The great monasteries had from thirty to forty houses, with about forty monks in each, making in all seven or eight hundred persons. At the death of St. Pachomius, the order of Tabennæ numbered seven thousand monks. Palladius says that catechumens preparing for baptism, children, youths, and men of all ages were received there. All were obliged to study the New Testament and the Psalter; three times a day wholesome instruction was given to those who required it, and three times a week the prior of each house assembled the monks who were placed under his control to hold conversation with them, called a catechizing, or argument, after which they discussed amongst each other the questions that had been dealt with. The teaching of the monks was not limited to this, it extended from beyond the walls of the monastery to the faithful in the neighbouring district. Once on Saturdays, and twice on Sundays, the prior explained to them the mysteries of the faith, to say nothing of the catechisms and lessons, of which the chief or general of the order himself took charge every week. St. Pachomius and St. Orsevius did not confine themselves to the mere development of the moral principles taken from Holy Scripture; they entered upon an exegesis of them, giving their audience the right of questioning, replying, and discussing their statements, and afterwards answering all objections so made by writing. The study of the Fathers of the Church was added to that of the holy books. The prior sometimes authorised plain monks, who were learned or eloquent, as was a certain Theodorus, to defend the truths of the Christian religion against the profane and to establish a series of public lectures.

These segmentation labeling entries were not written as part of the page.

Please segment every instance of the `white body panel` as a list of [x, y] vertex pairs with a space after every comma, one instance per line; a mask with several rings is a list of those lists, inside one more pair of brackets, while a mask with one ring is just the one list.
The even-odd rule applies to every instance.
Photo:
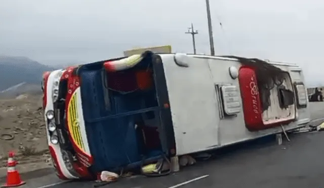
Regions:
[[[238, 69], [241, 66], [237, 60], [187, 55], [182, 59], [189, 65], [186, 67], [176, 64], [175, 54], [160, 56], [169, 92], [177, 155], [216, 148], [282, 131], [280, 127], [249, 131], [245, 126], [241, 105], [236, 116], [220, 118], [215, 85], [235, 86], [240, 94], [238, 79], [232, 79], [229, 73], [230, 66]], [[296, 73], [292, 71], [300, 69], [298, 65], [271, 63], [289, 71], [293, 83], [304, 81], [301, 71]], [[240, 97], [240, 100], [241, 104]], [[309, 107], [298, 109], [296, 116], [298, 120], [285, 126], [286, 130], [308, 123]]]
[[[45, 107], [45, 112], [50, 110], [54, 110], [53, 100], [52, 98], [53, 93], [53, 85], [54, 80], [56, 79], [56, 77], [57, 77], [57, 74], [59, 73], [59, 72], [61, 71], [61, 70], [54, 70], [51, 72], [49, 76], [47, 82], [47, 87], [46, 89], [46, 100], [47, 102], [46, 103], [46, 106]], [[44, 118], [45, 120], [46, 120], [47, 119], [46, 117], [46, 113], [44, 113]], [[49, 143], [49, 145], [52, 147], [54, 150], [55, 155], [56, 156], [56, 158], [57, 158], [58, 163], [59, 163], [57, 164], [57, 165], [59, 166], [59, 168], [60, 168], [63, 175], [68, 179], [78, 178], [78, 177], [74, 176], [71, 173], [70, 173], [69, 170], [66, 168], [66, 166], [64, 164], [64, 162], [62, 158], [62, 152], [61, 152], [61, 148], [59, 144], [53, 144], [51, 142], [50, 135], [48, 134], [49, 130], [47, 126], [46, 127], [46, 133], [47, 134], [48, 143]]]

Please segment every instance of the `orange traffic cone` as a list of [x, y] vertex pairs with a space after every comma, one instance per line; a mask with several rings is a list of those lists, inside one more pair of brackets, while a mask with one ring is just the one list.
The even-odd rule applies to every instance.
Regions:
[[20, 179], [19, 172], [16, 170], [17, 162], [13, 159], [14, 154], [13, 152], [9, 152], [9, 157], [8, 162], [8, 170], [7, 174], [7, 183], [3, 185], [1, 187], [13, 187], [19, 186], [26, 183]]

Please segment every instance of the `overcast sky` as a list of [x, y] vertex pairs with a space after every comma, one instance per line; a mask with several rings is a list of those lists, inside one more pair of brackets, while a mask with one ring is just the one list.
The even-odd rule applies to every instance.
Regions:
[[[191, 22], [197, 53], [210, 53], [203, 0], [0, 1], [0, 55], [56, 64], [138, 47], [192, 53], [184, 34]], [[211, 0], [210, 6], [216, 54], [297, 63], [308, 83], [324, 83], [324, 2]]]

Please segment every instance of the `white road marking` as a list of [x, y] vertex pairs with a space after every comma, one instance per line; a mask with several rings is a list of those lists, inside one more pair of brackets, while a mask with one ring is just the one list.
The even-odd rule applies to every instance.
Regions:
[[191, 180], [183, 182], [182, 182], [181, 183], [177, 184], [176, 185], [173, 185], [173, 186], [170, 186], [170, 187], [169, 187], [168, 188], [176, 188], [176, 187], [179, 187], [180, 186], [184, 185], [187, 184], [188, 183], [191, 183], [191, 182], [192, 182], [193, 181], [197, 181], [197, 180], [199, 180], [200, 179], [205, 178], [207, 177], [208, 176], [209, 176], [209, 175], [204, 175], [204, 176], [202, 176], [198, 177], [196, 177], [196, 178], [195, 178], [194, 179], [192, 179]]
[[53, 184], [50, 184], [49, 185], [44, 185], [44, 186], [38, 186], [36, 188], [46, 188], [46, 187], [50, 187], [51, 186], [55, 186], [55, 185], [59, 185], [60, 184], [62, 184], [62, 183], [67, 183], [69, 182], [70, 181], [71, 181], [72, 180], [67, 180], [67, 181], [60, 181], [60, 182], [58, 182], [57, 183], [53, 183]]

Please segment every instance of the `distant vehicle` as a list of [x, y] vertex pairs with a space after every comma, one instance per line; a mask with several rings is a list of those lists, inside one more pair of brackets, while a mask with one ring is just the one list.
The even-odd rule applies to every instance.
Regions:
[[43, 77], [49, 146], [61, 179], [139, 168], [310, 121], [296, 64], [146, 51]]
[[323, 95], [322, 94], [322, 89], [315, 88], [314, 93], [308, 95], [309, 102], [319, 102], [323, 101]]

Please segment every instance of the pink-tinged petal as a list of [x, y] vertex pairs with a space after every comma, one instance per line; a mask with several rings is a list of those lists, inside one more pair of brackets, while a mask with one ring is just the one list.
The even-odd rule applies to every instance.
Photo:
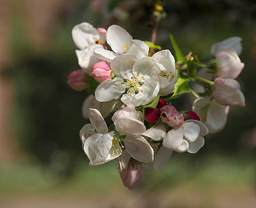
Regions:
[[194, 119], [189, 119], [185, 121], [187, 122], [193, 122], [195, 124], [197, 124], [199, 127], [200, 127], [200, 133], [199, 135], [201, 136], [205, 136], [206, 135], [207, 135], [209, 133], [209, 130], [208, 128], [206, 127], [206, 125], [205, 124], [203, 124], [202, 122], [197, 121], [197, 120], [194, 120]]
[[94, 55], [94, 49], [101, 49], [103, 47], [101, 44], [94, 44], [82, 51], [76, 50], [78, 64], [87, 73], [91, 75], [92, 66], [96, 62], [101, 61], [99, 58]]
[[148, 137], [153, 140], [159, 141], [162, 139], [167, 134], [167, 130], [164, 125], [159, 124], [148, 129], [142, 133], [142, 135]]
[[72, 29], [74, 42], [79, 49], [85, 49], [95, 44], [100, 39], [100, 35], [92, 25], [83, 22], [76, 25]]
[[216, 58], [219, 76], [224, 79], [235, 79], [244, 67], [236, 51], [225, 50]]
[[160, 171], [167, 163], [168, 160], [170, 159], [171, 154], [173, 150], [166, 148], [164, 146], [162, 146], [157, 154], [155, 156], [155, 159], [153, 162], [153, 168], [155, 171]]
[[176, 150], [177, 153], [185, 153], [189, 149], [189, 142], [185, 139], [182, 140], [182, 143], [180, 147]]
[[105, 123], [103, 117], [98, 110], [90, 108], [89, 119], [97, 133], [106, 134], [108, 132], [107, 123]]
[[173, 73], [176, 71], [174, 57], [169, 50], [162, 50], [152, 57], [159, 62], [161, 71]]
[[114, 74], [123, 79], [130, 78], [133, 67], [137, 58], [131, 54], [123, 54], [113, 59], [110, 67]]
[[189, 141], [195, 141], [200, 133], [200, 127], [194, 122], [185, 121], [182, 128], [184, 136]]
[[232, 49], [238, 55], [240, 55], [242, 51], [241, 41], [241, 38], [240, 37], [232, 37], [221, 42], [216, 42], [212, 45], [211, 53], [216, 56], [223, 50]]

The monastic discipline set up by St. Basilius was almost identical with that of St. Pachomius; his monks discussed nearly every topic amongst themselves. He merely instructed them not to try and override each other in these debating tournaments, urging them to avoid ostentation, empty words, and the inspirations of vanity; he even directed them as to the intonation of voice, and the gestures most becoming. In the monasteries founded by St. Basilius, many children were taken as pupils, and sent back into the world when they were old enough to select a profession and make their own way in life.